How do you put a tourniquet around the chest?”

It couldn’t be done with the standard issue Combat Application Tourniquet for torso or high leg and arm wounds developed by Dr. Richard Schwartz and Dr. John Croushorn.

So now the Army has now developed “junctional tourniquets” to stop bleeding for most body areas that can’t be serviced by conventional tourniquets.

Developed at Army Medical Research and Materiel Command (USAMRMC), Fort Dietrich, Maryland, the junctional tourniquet is essentially a belt with one or more inflatable air bladders that can be puffed up, somewhat like a blood pressure cuff, to apply pressure to a wound. The Army’s Medical Materiel Agency (USAMMA), a subordinate command of USAMRMC, has already begun fielding the new tourniquets to improve battlefield survivability rates.

“The device is designed so that a person can position it in under a minute — a crucial factor for combat medics who only have mere minutes to save a fellow warfighter’s life if he or she is hemorrhaging,” according to USAMMA.

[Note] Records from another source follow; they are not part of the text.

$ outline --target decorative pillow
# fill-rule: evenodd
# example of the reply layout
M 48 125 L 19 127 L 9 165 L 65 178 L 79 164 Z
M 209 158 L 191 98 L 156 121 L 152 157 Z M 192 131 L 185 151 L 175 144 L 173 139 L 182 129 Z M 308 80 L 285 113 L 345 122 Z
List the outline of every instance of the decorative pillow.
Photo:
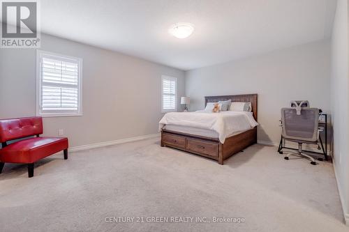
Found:
M 232 100 L 228 100 L 227 101 L 219 101 L 218 103 L 222 105 L 222 106 L 221 107 L 221 111 L 226 111 L 228 110 L 229 107 L 230 106 L 230 104 L 232 103 Z
M 205 111 L 212 111 L 214 108 L 214 104 L 217 102 L 207 102 L 207 105 L 206 105 L 206 107 L 205 107 Z
M 219 103 L 214 103 L 214 109 L 212 110 L 212 112 L 214 113 L 219 113 L 221 111 L 221 107 L 222 107 L 221 104 Z
M 252 105 L 251 102 L 232 102 L 229 110 L 231 111 L 251 112 L 252 111 Z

The Army found that getting a tourniquet in place quickly and “not necessarily by a medical person but by the infantryman, the soldier that was right there on the ground when the injury occurred – getting that tourniquet on saved a lot of lives,” said Lt. Gen. Nadja Y. West, who serves as surgeon general of the Army and commander of the Army Medical Command.

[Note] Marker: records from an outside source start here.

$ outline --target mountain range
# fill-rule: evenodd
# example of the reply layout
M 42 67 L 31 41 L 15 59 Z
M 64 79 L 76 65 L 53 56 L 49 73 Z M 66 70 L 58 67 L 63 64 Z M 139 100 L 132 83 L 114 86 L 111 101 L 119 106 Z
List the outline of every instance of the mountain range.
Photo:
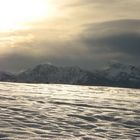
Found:
M 140 68 L 113 63 L 102 70 L 87 71 L 77 66 L 40 64 L 18 74 L 0 72 L 0 81 L 140 88 Z

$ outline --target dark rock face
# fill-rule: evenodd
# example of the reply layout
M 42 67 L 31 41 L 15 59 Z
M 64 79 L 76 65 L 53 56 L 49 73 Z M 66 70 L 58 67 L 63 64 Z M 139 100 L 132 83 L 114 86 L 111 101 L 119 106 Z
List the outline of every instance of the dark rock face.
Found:
M 0 81 L 140 88 L 140 68 L 116 63 L 104 70 L 90 72 L 77 66 L 42 64 L 16 76 L 0 73 Z

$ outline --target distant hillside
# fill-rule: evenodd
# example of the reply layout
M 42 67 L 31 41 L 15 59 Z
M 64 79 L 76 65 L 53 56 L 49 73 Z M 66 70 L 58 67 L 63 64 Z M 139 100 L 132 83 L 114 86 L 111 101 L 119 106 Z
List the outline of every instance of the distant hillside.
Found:
M 17 80 L 16 80 L 16 76 L 15 75 L 13 75 L 11 73 L 0 71 L 0 81 L 15 82 Z
M 90 72 L 77 66 L 41 64 L 18 75 L 0 73 L 0 81 L 140 88 L 140 68 L 114 63 L 104 70 Z

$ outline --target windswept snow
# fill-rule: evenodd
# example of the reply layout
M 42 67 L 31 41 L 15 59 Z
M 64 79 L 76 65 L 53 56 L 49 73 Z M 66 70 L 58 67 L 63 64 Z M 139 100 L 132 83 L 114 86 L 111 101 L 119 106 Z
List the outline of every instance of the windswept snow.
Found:
M 0 83 L 0 139 L 140 138 L 140 90 Z

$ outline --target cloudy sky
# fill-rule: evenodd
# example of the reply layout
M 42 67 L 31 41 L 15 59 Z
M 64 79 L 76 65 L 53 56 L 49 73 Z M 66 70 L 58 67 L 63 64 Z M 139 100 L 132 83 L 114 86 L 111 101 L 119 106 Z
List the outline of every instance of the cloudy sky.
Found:
M 91 70 L 110 62 L 139 65 L 140 0 L 3 1 L 0 70 L 40 63 Z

The correct use of tourniquets contributed to survivability rates from battlefield wounds that averaged 89.8 percent in Iraq and 91.4 percent in Afghanistan, compared to 76 percent in Vietnam, 78.2 percent in Korea, and 70.7 percent in World War II, according to Army statistics.

According to the Centers for Disease Control, post-traumatic bleeding is the leading cause of potentially preventable death among trauma patients. In response, the Department of Homeland Security began a new program called “Stop the Bleed.” The program emphasizes the role bystanders can play in saving lives.